Il secondo successo delle forze di autodifesa fu l’individuazione e la cattura di tre grandi depositi di armi e munizioni nel Donbas. La difesa dell’Ucraina meridionale, da Kharkov a Odessa e Crimea, era responsabilità della 6° Corpo d’armata. Con la mobilitazione dell’esercito ucraino, il 6° Corpo avrebbe creato 3 nuove brigate meccanizzate e d’artiglieria della riserva con materiale bellico e munizioni immagazzinati in diversi luoghi segreti. Catturando i tre grandi depositi, le forze di autodifesa s’impossessarono di 140 carri armati T-64, 280 BTR e BMP, 34 lanciarazzi multipli 9P140 Uragan da 220mm, 24 cannoni da 152mm (2S3 Akatsija e 2S19), oltre a circa un migliaio di missili anticarro 9M113 Konkurs (a guida a fibre ottiche) e 9K111 Fagot, e lanciamissili portatili antiaerei 9K35 Strela-2 e 9K38 Igla. Ma la cosa più utile per le forze di auto-difesa fu la cattura di sistemi di comunicazione e disturbo, e di centinaia di radio ricetrasmittenti portatili occidentali che gli permisero di comunicare ed infiltrarsi inosservati nelle reti dei comandi delle truppe ucraine. Anche se era a conoscenza di queste azioni delle forze di autodifesa, la junta di Kiev scelse di manipolare l’opinione pubblica internazionale, proclamando un’inesistente invasione militare russa. E il quartier generale della NATO produsse immagini satellitari per sostenere le aberrazioni della junta di Kiev.
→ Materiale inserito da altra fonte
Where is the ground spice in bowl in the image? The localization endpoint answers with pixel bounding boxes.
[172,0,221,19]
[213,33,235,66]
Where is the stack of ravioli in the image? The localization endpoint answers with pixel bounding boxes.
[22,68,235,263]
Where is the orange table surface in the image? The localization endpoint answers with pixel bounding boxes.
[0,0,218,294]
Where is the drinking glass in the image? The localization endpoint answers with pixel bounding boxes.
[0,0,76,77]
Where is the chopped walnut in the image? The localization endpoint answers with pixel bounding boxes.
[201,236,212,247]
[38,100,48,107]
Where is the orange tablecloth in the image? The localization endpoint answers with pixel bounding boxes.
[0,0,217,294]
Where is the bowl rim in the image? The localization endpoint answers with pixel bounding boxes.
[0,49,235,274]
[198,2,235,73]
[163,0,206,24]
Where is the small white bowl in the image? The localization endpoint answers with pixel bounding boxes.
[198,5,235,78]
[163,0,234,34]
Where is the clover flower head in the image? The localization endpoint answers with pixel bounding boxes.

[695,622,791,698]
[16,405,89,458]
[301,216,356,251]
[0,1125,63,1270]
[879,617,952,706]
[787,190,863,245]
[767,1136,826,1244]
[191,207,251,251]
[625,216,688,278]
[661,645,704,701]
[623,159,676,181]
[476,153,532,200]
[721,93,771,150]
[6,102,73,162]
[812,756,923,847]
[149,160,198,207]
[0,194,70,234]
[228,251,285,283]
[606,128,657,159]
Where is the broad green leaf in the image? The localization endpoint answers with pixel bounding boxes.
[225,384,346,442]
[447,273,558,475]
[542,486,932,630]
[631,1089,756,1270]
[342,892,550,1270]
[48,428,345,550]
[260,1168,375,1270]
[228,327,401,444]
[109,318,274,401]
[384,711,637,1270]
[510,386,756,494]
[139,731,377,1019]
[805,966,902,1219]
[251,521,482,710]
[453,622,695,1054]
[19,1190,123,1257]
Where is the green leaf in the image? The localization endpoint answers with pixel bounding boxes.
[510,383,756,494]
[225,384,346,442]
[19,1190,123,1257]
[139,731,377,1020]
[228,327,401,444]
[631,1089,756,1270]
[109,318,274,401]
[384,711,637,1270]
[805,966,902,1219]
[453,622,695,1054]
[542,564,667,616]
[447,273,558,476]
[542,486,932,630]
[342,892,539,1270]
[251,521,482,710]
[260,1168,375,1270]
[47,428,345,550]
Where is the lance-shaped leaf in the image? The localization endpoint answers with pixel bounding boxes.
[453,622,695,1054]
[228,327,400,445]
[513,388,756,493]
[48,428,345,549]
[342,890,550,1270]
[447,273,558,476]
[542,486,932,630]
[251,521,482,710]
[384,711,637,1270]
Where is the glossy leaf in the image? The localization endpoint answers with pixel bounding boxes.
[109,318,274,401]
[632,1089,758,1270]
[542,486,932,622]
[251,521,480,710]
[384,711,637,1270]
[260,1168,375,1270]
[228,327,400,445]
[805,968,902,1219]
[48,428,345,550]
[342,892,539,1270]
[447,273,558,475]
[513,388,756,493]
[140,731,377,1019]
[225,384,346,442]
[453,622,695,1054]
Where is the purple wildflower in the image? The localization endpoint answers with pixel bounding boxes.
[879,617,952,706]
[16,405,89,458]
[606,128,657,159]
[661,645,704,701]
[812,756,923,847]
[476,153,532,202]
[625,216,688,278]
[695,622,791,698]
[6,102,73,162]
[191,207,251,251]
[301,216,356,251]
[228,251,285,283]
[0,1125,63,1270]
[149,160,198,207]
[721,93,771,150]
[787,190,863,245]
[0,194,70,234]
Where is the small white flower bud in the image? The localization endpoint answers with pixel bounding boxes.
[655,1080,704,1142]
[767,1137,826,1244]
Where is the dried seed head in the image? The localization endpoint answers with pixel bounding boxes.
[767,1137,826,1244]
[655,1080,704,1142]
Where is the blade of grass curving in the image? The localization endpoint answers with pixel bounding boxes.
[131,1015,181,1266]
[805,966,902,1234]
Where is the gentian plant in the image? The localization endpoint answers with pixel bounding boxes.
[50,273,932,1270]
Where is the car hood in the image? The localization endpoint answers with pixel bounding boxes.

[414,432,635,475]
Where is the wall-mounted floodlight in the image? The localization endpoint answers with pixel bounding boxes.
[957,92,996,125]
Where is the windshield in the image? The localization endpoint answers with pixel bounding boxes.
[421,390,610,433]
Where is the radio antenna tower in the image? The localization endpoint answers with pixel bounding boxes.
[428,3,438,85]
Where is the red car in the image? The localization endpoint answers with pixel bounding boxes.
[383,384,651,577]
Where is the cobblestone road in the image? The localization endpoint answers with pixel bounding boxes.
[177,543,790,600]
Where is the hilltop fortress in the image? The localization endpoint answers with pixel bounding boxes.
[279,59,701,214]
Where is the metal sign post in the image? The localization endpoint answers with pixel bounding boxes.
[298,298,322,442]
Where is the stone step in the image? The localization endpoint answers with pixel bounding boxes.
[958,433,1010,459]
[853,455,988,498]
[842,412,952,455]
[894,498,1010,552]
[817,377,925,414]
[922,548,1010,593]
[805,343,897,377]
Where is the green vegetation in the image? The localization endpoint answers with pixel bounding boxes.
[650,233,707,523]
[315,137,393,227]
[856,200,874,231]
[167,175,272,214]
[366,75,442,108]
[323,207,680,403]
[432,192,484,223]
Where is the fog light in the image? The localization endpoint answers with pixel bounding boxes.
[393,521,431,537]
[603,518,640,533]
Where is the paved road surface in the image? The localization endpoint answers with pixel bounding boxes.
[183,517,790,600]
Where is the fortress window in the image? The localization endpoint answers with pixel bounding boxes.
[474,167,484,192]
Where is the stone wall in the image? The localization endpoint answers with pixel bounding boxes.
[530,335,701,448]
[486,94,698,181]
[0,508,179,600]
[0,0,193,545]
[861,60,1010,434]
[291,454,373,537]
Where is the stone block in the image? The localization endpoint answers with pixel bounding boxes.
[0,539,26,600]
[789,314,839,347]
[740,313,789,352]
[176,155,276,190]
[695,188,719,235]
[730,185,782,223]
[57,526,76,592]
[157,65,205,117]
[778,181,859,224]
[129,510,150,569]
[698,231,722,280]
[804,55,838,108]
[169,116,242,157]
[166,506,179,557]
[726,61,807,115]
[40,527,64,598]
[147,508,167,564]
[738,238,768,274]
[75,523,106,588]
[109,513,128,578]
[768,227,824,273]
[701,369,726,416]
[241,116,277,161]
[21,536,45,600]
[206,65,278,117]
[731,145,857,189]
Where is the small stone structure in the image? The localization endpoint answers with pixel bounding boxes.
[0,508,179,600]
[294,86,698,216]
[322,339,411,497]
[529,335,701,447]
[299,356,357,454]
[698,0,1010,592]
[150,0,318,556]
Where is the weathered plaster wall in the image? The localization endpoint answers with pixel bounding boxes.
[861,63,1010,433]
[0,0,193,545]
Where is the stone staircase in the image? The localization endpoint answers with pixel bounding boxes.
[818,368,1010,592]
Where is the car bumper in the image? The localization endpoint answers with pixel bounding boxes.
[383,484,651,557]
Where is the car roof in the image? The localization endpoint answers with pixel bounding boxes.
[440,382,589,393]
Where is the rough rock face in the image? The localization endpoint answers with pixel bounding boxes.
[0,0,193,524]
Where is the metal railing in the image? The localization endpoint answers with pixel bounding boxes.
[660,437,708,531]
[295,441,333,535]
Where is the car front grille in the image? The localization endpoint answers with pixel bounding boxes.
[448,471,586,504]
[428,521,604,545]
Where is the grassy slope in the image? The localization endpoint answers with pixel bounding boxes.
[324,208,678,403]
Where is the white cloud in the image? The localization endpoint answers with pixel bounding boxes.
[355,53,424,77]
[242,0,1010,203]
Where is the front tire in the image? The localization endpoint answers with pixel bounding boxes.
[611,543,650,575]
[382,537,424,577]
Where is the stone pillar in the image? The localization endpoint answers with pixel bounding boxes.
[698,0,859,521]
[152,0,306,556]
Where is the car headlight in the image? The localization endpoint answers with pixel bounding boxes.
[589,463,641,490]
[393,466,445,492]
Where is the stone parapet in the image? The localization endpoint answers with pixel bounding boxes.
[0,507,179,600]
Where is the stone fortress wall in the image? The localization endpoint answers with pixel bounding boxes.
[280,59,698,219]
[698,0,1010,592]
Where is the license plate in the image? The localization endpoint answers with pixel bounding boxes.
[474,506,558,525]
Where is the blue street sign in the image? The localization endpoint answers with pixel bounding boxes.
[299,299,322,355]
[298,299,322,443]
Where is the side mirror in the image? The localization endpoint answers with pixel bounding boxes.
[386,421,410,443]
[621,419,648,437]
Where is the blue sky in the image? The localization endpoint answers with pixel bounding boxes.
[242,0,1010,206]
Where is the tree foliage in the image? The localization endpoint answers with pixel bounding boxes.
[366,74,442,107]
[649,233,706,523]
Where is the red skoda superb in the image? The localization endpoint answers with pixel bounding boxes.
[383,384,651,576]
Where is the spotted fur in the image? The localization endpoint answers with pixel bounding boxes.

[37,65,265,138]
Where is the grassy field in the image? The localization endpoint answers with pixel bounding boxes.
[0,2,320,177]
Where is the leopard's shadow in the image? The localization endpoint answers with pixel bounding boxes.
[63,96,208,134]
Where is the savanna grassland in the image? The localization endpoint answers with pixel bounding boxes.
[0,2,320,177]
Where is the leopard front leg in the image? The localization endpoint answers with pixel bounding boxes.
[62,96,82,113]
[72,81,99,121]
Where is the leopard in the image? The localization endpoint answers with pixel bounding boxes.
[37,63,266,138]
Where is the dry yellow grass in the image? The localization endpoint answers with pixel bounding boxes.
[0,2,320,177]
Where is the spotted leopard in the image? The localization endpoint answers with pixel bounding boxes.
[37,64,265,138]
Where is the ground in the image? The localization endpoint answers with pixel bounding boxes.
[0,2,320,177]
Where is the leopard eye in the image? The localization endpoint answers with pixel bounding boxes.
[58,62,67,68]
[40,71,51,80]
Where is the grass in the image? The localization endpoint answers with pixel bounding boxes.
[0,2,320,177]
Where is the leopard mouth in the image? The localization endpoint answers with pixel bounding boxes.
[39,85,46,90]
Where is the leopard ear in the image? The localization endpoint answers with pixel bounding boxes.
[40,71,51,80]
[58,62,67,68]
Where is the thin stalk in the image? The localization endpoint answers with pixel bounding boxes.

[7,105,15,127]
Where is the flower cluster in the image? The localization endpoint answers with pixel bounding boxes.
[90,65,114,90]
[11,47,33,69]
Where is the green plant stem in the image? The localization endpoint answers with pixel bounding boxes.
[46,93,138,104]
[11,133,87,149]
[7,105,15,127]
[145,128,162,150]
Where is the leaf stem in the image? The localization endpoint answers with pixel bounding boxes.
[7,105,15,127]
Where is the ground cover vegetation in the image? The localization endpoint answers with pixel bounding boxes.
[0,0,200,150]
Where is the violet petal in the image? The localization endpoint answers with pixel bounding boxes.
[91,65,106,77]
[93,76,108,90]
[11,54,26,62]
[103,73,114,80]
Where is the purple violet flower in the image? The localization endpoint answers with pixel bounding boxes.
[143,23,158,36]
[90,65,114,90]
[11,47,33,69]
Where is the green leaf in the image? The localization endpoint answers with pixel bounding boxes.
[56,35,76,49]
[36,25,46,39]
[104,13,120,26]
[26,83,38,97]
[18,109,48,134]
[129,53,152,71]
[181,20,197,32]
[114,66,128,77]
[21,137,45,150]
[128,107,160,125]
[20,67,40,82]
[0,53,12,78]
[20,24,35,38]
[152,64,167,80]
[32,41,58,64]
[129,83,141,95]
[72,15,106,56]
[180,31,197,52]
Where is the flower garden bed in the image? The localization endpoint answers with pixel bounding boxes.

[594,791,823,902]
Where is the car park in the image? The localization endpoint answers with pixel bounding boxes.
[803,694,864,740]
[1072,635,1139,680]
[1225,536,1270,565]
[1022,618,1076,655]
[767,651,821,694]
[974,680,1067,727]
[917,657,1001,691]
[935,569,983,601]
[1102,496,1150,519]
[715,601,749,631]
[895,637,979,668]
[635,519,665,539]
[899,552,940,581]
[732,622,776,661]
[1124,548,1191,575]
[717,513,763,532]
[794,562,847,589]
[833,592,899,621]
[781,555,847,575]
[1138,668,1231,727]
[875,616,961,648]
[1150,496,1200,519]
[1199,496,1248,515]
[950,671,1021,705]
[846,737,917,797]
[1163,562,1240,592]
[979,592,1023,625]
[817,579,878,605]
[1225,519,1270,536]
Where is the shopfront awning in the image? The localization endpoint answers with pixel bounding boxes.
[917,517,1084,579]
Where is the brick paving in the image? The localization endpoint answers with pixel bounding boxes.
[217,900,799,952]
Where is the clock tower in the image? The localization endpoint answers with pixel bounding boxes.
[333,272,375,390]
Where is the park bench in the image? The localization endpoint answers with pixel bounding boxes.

Nelle prime due settimane dell’offensiva, l’esercito ucraino riuscì ad avanzare, ma era lontano dal programma prefissato, e cioè riuscire a bloccare le due grandi città di Donetsk e Lugansk, sfondando sull’asse nord-sud per una profondità di 40 km e creando un corridoio di sicurezza lungo l’80% del confine con la Russia. L’accumularsi di stanchezza, perdite significative e carenze dei rifornimenti alle truppe, che arrivavano ad intermittenza, costrinsero l’esercito ucraino a sospendere l’offensiva. L’attacco al volo MH17 delle Malaysia Airlines coincise con la ripresa dell’offensiva dell’esercito ucraino. Solo che l’offensiva avvenne con la totale assenza di osservazione aerea. Intere brigate dell’esercito ucraino avanzarono alla cieca verso le forze dell’autodifesa che compirono abilmente delle diversioni, utilizzando con successo un autoveicolo per le trasmissioni catturato all’esercito ucraino ed inviando falsi ordini dello Stato Maggiore ucraino. Eseguendo tali falsi ordini, alcuni battaglioni meccanizzati ucraini caddero in un’imboscata delle forze di autodifesa e vennero completamente distrutti dai lanciarazzi 9P140 Uragan degli indipendentisti. Le vittorie delle FAD allungarono notevolmente il dispositivo lungo il confine con la Russia, una fascia troppo lunga per il gruppo d’assalto Bravo (150 km di lunghezza). Ciò permise alle forze di autodifesa di frammentare il gruppo Bravo e accerchiarne le brigate. Pur di salvarsi e sfuggire all’accerchiamento, 500

soldati ucraini, i resti della 72.ma brigata meccanizzata, attraversarono il confine con la Russia, preferendo arrendersi ai russi. Ai primi di agosto, l’esercito ucraino fermò una seconda volta le operazioni di rischieramento delle proprie forze, per cercare di raggiungere il gruppo Bravo accerchiato. La missione fallì perché 3 battaglioni del 13° Corpo d’armata erano così demoralizzati che si rifiutarono di combattere. I soldati furono inviati nelle guarnigioni nell’Ucraina occidentale e i loro mezzi da combattimento assegnati ai riservisti volontari dallo scarso addestramento al combattimento. Quindi, a metà agosto l’iniziativa dei combattimenti fu presa dalle forze di autodifesa, riuscendo infine a sconfiggere il gruppo d’assalto Bravo e a recuperare i 150 km di fascia lungo il confine con la Russia. Le offensive della forza di autodifesa si rivolsero al gruppo d’assalto Alfa, respingendolo 40 km a nord e ripristinando la linea difensiva esistente all’inizio di luglio.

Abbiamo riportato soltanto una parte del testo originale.